De acordo com a PF, o secretário municipal de Saúde, Marcelo Britto, e o secretário municipal de Gestão, Denilton Brito, são investigados.

A operação Batizada de “No Service”, expedidos pela 1ª Vara Federal da Seção Judiciária de Feira de Santana,  cumpre 7 mandados de busca e apreensão nas cidades de Feira de Santana, Salvador e São Paulo, e 2 mandados de afastamento de função pública na cidade onde a fraude aconteceu.

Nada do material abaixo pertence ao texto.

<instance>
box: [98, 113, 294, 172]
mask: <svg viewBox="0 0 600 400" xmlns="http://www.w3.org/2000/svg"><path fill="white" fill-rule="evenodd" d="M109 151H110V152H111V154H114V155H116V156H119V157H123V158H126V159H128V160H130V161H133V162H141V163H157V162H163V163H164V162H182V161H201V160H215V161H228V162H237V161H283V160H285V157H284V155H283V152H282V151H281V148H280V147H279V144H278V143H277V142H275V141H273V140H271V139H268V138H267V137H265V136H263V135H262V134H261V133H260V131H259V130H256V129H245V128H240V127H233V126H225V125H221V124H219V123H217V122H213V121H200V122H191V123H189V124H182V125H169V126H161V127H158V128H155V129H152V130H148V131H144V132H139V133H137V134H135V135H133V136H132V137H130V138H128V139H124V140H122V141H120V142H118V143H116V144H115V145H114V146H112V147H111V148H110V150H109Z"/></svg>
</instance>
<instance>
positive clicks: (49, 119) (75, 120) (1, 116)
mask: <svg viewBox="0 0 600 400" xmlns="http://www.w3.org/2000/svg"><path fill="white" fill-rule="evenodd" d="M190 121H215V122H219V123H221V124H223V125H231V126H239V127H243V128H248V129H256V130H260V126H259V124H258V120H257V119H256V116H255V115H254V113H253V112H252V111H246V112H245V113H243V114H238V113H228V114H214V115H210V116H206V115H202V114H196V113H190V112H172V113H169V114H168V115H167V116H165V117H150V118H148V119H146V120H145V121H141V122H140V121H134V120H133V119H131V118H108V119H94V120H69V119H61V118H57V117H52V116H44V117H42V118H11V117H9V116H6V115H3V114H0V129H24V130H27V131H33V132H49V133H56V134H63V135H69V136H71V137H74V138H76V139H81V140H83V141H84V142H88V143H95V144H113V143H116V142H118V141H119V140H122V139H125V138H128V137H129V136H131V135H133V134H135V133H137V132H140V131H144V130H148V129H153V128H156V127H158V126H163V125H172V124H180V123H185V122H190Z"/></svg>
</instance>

A PF apreendeu uma quantia em dinheiro, porém não teve o valor divulgado,  também não foi detalhado quem são os dois afastados, mas os 2 secretários são suspeitos.

Reprodução divulgação PF

 A investigação detectou que a Prefeitura de Feira de Santana realizou licitação no ano de 2018 para contratação de uma organização para efetuar a gestão compartilhada da UPA, que fica no bairro Queimadinha, sendo celebrado o contrato no dia 2 de maio de 2018 com prazo de vigência de até maio de 2019, pelo valor de quase R$ 12 milhões, podendo ser renovado por 5 anos.

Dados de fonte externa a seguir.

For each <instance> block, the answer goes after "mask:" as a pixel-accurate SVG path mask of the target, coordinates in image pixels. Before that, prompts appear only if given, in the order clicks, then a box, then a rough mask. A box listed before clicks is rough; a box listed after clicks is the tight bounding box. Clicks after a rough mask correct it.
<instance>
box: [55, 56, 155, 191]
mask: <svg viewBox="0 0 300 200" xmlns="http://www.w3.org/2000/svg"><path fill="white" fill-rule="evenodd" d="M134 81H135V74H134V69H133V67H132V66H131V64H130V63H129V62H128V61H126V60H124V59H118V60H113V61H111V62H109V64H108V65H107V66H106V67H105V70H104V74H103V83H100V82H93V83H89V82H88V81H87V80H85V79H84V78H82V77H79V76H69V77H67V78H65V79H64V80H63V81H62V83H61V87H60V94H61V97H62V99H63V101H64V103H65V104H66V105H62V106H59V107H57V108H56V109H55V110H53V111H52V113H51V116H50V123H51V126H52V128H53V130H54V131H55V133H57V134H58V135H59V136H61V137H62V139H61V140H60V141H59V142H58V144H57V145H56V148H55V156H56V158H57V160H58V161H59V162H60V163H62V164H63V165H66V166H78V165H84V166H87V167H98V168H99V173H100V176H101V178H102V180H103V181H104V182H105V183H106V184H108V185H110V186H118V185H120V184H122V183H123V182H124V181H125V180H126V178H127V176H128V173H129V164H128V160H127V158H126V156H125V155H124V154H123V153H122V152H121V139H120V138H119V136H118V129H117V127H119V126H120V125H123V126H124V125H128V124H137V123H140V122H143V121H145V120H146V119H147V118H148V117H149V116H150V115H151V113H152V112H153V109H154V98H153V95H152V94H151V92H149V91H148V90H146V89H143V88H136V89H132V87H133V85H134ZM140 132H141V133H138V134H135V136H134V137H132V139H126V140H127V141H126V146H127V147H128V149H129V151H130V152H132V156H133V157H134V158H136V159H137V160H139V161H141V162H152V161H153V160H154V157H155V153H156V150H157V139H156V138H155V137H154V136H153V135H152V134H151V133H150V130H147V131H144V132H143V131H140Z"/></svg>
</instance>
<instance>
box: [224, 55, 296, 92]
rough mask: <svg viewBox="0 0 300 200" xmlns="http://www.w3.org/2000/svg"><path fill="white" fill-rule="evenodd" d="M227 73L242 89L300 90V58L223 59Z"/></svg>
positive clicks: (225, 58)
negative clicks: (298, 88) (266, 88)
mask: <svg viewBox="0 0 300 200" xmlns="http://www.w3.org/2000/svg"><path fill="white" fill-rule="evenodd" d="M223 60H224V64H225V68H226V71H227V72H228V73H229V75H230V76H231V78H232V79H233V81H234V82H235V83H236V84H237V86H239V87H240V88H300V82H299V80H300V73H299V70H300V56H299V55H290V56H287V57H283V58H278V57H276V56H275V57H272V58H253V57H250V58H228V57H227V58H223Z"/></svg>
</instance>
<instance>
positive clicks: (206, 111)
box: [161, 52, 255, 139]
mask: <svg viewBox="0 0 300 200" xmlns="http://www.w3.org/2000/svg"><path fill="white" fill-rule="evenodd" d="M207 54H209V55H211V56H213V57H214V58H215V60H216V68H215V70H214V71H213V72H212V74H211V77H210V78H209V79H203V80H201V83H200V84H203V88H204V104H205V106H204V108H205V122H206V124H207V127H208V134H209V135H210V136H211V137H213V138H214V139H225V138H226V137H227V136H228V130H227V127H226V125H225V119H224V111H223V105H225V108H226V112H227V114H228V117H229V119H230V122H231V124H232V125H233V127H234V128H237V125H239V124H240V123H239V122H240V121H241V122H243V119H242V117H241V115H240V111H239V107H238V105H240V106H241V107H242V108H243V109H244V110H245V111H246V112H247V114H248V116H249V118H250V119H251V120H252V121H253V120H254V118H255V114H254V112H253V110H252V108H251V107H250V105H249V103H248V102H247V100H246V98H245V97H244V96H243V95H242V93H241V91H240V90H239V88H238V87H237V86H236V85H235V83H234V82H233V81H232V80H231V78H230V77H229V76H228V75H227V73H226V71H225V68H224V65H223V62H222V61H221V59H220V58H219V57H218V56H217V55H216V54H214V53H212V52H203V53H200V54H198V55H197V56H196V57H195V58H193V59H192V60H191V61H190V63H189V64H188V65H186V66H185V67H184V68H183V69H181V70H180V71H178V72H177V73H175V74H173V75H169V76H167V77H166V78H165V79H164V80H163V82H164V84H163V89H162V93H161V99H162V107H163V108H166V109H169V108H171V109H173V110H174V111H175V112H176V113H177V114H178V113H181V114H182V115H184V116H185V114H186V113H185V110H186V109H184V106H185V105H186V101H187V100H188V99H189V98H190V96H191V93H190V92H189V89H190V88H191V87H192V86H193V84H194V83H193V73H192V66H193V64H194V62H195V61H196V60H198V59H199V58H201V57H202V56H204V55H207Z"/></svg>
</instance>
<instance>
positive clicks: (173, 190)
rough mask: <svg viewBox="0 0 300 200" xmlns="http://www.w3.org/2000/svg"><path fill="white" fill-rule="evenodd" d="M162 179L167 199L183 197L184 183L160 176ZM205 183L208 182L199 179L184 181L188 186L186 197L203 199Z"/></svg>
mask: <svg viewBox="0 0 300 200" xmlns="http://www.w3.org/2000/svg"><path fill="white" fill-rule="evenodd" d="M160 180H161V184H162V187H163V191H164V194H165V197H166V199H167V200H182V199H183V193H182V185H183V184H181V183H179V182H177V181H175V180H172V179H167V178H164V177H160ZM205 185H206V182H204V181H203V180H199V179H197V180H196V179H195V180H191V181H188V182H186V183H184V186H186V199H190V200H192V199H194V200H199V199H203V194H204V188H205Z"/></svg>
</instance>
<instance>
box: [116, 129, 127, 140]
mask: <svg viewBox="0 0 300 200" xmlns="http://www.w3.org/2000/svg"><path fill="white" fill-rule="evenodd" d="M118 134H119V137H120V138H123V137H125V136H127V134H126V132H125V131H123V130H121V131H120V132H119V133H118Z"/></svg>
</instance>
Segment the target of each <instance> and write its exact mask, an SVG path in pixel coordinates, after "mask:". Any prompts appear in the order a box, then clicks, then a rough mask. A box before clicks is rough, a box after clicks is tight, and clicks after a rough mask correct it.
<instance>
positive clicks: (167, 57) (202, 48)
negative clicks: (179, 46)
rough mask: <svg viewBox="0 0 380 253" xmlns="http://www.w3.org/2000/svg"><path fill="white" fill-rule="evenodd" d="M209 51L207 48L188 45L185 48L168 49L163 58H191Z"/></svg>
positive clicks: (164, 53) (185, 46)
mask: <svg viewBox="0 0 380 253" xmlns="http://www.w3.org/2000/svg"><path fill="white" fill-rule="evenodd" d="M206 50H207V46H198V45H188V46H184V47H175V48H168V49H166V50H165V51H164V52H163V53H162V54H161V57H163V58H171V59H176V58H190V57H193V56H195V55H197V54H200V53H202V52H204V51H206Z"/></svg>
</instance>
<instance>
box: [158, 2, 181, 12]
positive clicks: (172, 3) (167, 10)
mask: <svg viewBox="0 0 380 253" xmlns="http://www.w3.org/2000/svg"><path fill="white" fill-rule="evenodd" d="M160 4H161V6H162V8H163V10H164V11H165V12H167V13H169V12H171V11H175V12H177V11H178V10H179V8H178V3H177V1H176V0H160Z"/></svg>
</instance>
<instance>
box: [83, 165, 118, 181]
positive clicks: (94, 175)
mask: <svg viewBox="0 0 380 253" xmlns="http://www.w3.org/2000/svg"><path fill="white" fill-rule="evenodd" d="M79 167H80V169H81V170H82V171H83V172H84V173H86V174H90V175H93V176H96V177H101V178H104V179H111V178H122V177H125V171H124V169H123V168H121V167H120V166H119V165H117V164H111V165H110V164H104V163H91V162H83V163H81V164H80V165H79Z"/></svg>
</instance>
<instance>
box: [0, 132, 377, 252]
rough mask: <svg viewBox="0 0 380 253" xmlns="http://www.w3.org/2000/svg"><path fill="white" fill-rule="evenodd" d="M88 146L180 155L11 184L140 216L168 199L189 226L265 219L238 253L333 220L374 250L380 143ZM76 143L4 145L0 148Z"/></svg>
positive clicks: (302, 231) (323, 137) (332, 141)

Foi apurado ainda que a entidade gestora da UPA firmou contrato de prestação de serviços médicos, em 2020, com empresa pertencente ao atual secretário de Saúde do município pelo valor de R$ 44 mil mensais, mas que, segundo foi constatado, não houve qualquer tipo de prestação de serviços pela empresa contratada, seja de serviços médicos ou de consultoria.

A contratação da empresa teria partido de ordem do atual secretário de Governo do município que, em parceria com os diretores da Organização Social, simularam uma contratação e desviaram recursos públicos superiores a R$ 200 mil, em favor do atual secretário de Saúde, que, após receber a quantia em sua conta bancária, aplicava boa parte em investimentos e outra parte repassava para pessoas físicas e jurídicas.

Os investigados irão responder pelos crimes de peculato e de superfaturamento de licitação mediante a inexecução completa do contrato.